The increase in deal value during 2007 reflects the increase in both the number and size of announced large deals (defined as greater than $1 billion) from 2006. There were 12 large deals during the first three quarters of 2007, as compared to nine large deals during all of 2006.
During the first three quarters of 2007, three large deals were announced with deal values in excess of $10 billion. Only one large deal with a value of greater than $10 billion was announced during 2006.

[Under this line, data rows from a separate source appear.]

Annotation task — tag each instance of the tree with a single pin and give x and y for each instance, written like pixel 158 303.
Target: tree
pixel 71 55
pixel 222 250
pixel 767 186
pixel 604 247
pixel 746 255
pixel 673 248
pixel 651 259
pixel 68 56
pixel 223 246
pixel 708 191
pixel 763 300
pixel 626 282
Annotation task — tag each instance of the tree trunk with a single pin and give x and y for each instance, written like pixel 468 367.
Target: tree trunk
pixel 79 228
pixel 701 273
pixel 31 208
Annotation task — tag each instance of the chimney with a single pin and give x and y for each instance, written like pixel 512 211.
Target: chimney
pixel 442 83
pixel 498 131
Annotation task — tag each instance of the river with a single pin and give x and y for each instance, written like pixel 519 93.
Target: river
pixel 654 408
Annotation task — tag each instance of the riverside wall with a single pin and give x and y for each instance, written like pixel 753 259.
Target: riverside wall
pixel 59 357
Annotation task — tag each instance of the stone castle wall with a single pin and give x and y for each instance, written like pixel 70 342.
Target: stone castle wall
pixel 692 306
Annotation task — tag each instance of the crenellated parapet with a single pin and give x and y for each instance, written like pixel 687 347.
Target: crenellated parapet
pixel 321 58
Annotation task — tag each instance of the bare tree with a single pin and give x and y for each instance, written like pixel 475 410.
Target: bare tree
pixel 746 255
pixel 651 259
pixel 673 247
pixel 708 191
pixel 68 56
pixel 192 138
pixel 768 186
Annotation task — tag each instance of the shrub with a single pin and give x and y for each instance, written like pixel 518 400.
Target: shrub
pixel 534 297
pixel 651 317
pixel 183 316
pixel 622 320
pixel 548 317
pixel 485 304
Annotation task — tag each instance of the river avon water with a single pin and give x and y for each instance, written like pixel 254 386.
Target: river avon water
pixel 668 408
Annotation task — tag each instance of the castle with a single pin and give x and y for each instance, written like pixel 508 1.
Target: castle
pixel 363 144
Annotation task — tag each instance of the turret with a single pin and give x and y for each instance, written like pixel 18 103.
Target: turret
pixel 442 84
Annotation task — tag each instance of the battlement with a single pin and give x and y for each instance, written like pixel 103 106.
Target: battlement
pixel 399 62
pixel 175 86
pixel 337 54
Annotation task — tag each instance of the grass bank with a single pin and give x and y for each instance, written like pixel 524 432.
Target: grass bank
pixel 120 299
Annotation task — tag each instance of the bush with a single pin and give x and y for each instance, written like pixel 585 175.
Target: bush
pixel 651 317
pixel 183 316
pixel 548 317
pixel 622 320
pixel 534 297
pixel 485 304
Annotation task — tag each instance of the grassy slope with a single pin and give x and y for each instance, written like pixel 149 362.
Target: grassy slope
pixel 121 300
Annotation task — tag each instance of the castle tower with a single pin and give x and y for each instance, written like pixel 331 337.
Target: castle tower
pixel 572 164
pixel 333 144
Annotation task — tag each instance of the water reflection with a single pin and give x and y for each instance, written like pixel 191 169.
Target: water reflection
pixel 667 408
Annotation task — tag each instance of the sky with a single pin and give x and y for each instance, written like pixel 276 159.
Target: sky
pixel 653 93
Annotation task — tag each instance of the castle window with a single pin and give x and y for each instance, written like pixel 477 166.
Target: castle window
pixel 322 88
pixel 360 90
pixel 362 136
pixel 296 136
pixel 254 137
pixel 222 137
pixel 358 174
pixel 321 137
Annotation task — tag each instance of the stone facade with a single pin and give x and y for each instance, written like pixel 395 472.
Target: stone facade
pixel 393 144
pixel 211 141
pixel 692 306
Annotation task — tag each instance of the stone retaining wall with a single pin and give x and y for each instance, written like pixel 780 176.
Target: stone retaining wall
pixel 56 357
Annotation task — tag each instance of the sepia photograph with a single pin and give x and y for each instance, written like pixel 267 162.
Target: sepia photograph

On a regional basis, North American organizations have been leading the acquisition targets on both a volume and value basis, according to the PricewaterhouseCoopers report. This trend (49% of the total deal value and 32% of total volume) has been primarily driven by three large deals, while Western Europe has faired well in terms of deal volume.
Other regions have not performed as well. This quarter’s report shows that deals in the Asia-Pacific region are not expected to exceed the numbers reached in 2006. The number of deals in Asia has declined during the first three quarters of 2007, primarily driven by less deal activity in China, India and Japan.
“While we are seeing less M&A activity taking place in Asia, the region continues to attract smaller deals,” said Saverio Fato, global chemicals leader, PricewaterhouseCoopers. “In addition, some of the North American and Western European deals have included manufacturing capacity and market positions in Asia, which will continue to drive momentum to this area.”